What are the main risks for KNTK?

Kinetik Holdings Inc. faces several risks inherent to the midstream energy sector. Commodity price volatility can impact production activity in the Delaware Basin, reducing demand for Kinetik's services. Increased competition from other midstream operators can put pressure on pricing and market share. Changes in regulatory policies, particularly those related to pipeline operations and environmental compliance, can increase costs and limit growth opportunities. An economic downturn could reduce demand for oil and gas products, impacting Kinetik's revenue stream. These risks require careful monitoring and proactive management to mitigate their potential impact on Kinetik's financial performance.

What are the key factors to evaluate for KNTK?

Kinetik Holdings Inc. (KNTK) holds an AI score of 48/100 (low). P/E: 13.1x vs the S&P 500's ~20-25x. Analysts target $45.67 (-4%). Not financial advice.

How frequently does KNTK data refresh on this page?

KNTK prices update in real time during U.S. market hours. Fundamentals refresh after quarterly filings; analyst ratings and AI insights update daily; news is aggregated continuously.

What has driven KNTK's recent stock price performance?

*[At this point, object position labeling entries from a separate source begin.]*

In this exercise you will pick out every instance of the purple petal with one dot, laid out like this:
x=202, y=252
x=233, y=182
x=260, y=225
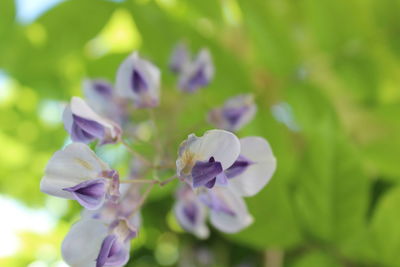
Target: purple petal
x=138, y=83
x=190, y=210
x=222, y=179
x=112, y=252
x=211, y=183
x=89, y=194
x=238, y=167
x=204, y=172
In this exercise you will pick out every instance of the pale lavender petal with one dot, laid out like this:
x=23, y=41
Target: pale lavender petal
x=256, y=175
x=90, y=194
x=238, y=167
x=190, y=210
x=222, y=179
x=237, y=219
x=112, y=252
x=84, y=130
x=138, y=82
x=235, y=113
x=203, y=173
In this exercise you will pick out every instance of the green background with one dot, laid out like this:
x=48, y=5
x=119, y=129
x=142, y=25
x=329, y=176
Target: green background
x=326, y=79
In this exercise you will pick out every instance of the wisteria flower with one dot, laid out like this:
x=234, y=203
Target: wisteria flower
x=227, y=211
x=254, y=167
x=77, y=173
x=203, y=160
x=197, y=74
x=234, y=114
x=179, y=59
x=124, y=208
x=85, y=126
x=100, y=96
x=139, y=80
x=91, y=243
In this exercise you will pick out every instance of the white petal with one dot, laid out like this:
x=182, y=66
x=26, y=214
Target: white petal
x=82, y=244
x=224, y=146
x=150, y=73
x=74, y=164
x=228, y=223
x=200, y=229
x=258, y=174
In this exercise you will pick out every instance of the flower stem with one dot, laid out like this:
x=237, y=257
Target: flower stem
x=139, y=181
x=166, y=181
x=136, y=154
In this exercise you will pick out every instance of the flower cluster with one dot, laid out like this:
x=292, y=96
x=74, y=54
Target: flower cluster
x=215, y=170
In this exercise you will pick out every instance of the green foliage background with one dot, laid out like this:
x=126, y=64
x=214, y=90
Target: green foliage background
x=334, y=200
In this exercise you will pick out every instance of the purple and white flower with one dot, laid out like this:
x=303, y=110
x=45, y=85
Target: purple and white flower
x=100, y=96
x=179, y=59
x=139, y=80
x=234, y=114
x=227, y=211
x=203, y=160
x=253, y=169
x=91, y=243
x=197, y=74
x=191, y=213
x=77, y=173
x=85, y=126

Kinetik Holdings Inc. (KNTK) moves on earnings results, analyst revisions, sector rotation, and market sentiment. Notable catalyst: Strategic location in the prolific Texas Delaware Basin. See the News tab for the latest drivers. Past performance does not predict future results.

Should investors consider KNTK overvalued or undervalued right now?

Kinetik Holdings Inc. (KNTK) trades at 13.1x earnings. Analysts target $45.67 (-4%) — near fair value. Compare P/E, P/S, and EV/EBITDA against sector peers for a full view.

What research should beginners do before buying KNTK?

Before investing in Kinetik Holdings Inc. (KNTK), research these four areas: (1) the company's revenue model and competitive position (see Company Overview), (2) financial health through revenue growth, margins, and cash flow (see MoonshotScore), (3) what Wall Street analysts recommend and their price targets (see Analyst tab), and (4) specific risk factors that could impact the stock (see Risk Factors section).

Disclaimer: This content is for informational purposes only and does not constitute investment advice. Always do your own research and consult a financial advisor.

Official Resources

Price as of Analysis updated AI Score refreshed daily
Data Sources & Methodology
Market data powered by Financial Modeling Prep & Yahoo Finance. AI analysis by Stock Expert AI proprietary algorithms. Technical indicators via industry-standard calculations. Last updated: .
Data Provenance
Sources: Financial Modeling Prep (FMP) — Primary · Yahoo Finance — Fallback · Alpaca — Tertiary
Last fetched:
Cache TTL: Quote 5min · Profile 7d · Financials 7d · Insider 48h
How we use AI: Numbers are pulled directly from FMP & Yahoo Finance — our AI writes the analysis, it never edits the figures.
Data provided as-is for educational purposes. Not financial advice. Methodology

Data provided for informational purposes only.

Analysis Notes
  • Information is based on available data and may be subject to change.
  • Investment decisions should be based on thorough research and consultation with a financial advisor.